We could become ordinary

It’s hard to admit this out loud and in public, but I’ve realized that many of my decisions (and especially my aspirations) as an adult have been fed by vanity. I want to be different and better. I don’t want to just exercise. I want to run marathons and amaze people with my endurance and determination. I don’t want to just live in a house and pay off a mortgage…I want to own multiple rental properties that help to cover our living expenses. Perhaps we aren’t meant to live in a medium-sized American city. Maybe we could go dig wells in Africa instead. “Institutionalized learning” is for suckers! Let’s homeschool roadschool worldschool instead!!!  It seems so unremarkable to go to work, pay the bills, put the kid on the bus, take her off, and bake cupcakes for her class on her birthday. No jaws will drop when you tell people that for family night you went for a walk in the park and then came home and watched The Princess Bride. Nobody hands out medals for walking 35 minutes on the treadmill at your gym. No one interviews you for podcasts when your accomplishments that day were to take you medications, pack lunches, get the kids home, and crash in a depressed state while your husband cooks dinner. I’m not aware of any “regular-sized house” movements. I’d like to think of myself as a minimalist, but the amount of junk all over my floors would seem to negate that. I’d like to think of myself as an ambitious professional. I work part-time.

My twenties seemed to be the time that I learned that I was not going to make my mark on the world at large. The graduation greeting cards lied. And in my thirties, it seems like my best efforts and all of my energy is barely enough to keep a regular life afloat.

I was taught from a young age that our lives are not about ourselves. They are about serving God. And I thought I was going to do that, but in a big way that brought (humble) glory to myself as well.
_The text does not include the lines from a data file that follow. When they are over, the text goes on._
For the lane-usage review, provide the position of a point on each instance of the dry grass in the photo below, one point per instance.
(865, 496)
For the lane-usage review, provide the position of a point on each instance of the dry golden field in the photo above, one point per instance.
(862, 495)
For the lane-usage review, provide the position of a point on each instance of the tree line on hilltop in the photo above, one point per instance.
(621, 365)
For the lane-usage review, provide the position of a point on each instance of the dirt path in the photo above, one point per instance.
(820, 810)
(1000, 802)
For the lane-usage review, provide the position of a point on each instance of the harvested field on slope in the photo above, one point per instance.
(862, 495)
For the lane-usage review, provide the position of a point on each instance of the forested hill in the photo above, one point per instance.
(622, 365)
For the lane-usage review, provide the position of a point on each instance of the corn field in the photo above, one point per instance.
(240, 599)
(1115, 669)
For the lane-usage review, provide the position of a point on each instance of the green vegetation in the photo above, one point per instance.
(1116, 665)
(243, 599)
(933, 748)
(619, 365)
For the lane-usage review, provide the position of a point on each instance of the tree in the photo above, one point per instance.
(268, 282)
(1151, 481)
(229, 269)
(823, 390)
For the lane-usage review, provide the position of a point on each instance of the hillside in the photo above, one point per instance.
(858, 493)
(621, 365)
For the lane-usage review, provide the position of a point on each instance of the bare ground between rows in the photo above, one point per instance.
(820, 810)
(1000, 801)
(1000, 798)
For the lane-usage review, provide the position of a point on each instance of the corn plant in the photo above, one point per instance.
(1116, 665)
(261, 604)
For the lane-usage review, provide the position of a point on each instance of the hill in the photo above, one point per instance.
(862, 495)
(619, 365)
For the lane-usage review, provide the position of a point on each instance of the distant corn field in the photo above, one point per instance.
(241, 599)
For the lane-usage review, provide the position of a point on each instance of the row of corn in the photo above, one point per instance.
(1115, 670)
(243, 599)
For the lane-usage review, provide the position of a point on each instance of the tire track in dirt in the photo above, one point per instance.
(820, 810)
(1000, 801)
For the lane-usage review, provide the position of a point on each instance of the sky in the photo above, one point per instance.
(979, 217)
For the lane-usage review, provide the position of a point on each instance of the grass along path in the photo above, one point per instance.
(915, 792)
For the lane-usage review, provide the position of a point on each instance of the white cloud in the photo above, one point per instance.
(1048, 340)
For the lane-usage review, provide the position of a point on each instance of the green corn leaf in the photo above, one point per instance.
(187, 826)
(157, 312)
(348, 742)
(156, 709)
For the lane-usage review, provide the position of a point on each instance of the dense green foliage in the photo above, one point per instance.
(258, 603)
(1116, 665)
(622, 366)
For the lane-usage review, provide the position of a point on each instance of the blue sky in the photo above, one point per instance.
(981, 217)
Ya’ll, I have been brought down to the basement floor. I thought I knew about being a good parent. And then I birthed all the willpower in the world, in the form of a tiny human, born with both fists raised. Despite that, after a while I thought I had things kind of figured out, so I had another one. And I got knocked out and dragged down by post partum depression. Which after three years has lost the soft mantle of post-partum and revealed itself to be the ugly treatment resistant kind instead. I lost control of my breath in panic attacks. While pregnant I injured my back and lost running. Two days ago I tried to lift something heavy and lost any movement at all for a couple of hours of spasmodic pain. This morning I had recovered enough to walk for fifteen minutes at the speed of 2 mph while my preschooler watched TV in the gym daycare. I’ve enrolled my kid in school.

And I’ve read the blogs and listened to the podcasts about extraordinary lives. Tim Ferris will tell you exactly which tea and what brand of hanging-upside down machine will put you in top-shelf highly productive mode. Paula Pant can tell you how to afford anything. Mr. Money Moustache, Go Curry Cracker, and the Mad Fientist will tell you how they retired in their thirties. A key element? Bicycles. And saving half your income. For a while, I was so inspired and determied to follow them. And then I realized–one everlasting excruciating day after another–that their path is not my path. Ya’ll, I am not meant to be around my kids 24/7. Everyone in this house is a happier, better person with lots of school and very expensive childcare. Even though that means taking a huge financial hit, we have to do it. For my literal sanity. Which also, by the way, rules out living in a bus or on a boat or a tiny house. It means not RVing the country or Air Bnbing the world as a lifestyle. I need to be alone to retain my personhood and right now that means also remaining stationary. And not saving half our income. It means we go to a church with a nursery, and live near a preschool with flexible hours. That I work a job that works around when the kids are in school. That we hire babysitters and pay for camps. That I have lots of unstructured time and feel like I get nothing done in it. Only the same clothes washed and the same floors cleaned.

People tell us that it will get easier (or “different”) when the kids get older. Which I suppose is true. But having just gone through the last seven years, I am leery. You can get everything you ever wanted out of life, and not be able to handle it. The best parts of life–your blessings of every kind, things you looked forward to and love–can beat you down until you can’t breathe or stand. That’s not hyperbole. That was two years ago and last Saturday. All my best efforts do not result in extraordinary anything, in living internationally, or heroic self-sacrifice. We’ve scrabbled our way to ordinary and are hanging on for dear life.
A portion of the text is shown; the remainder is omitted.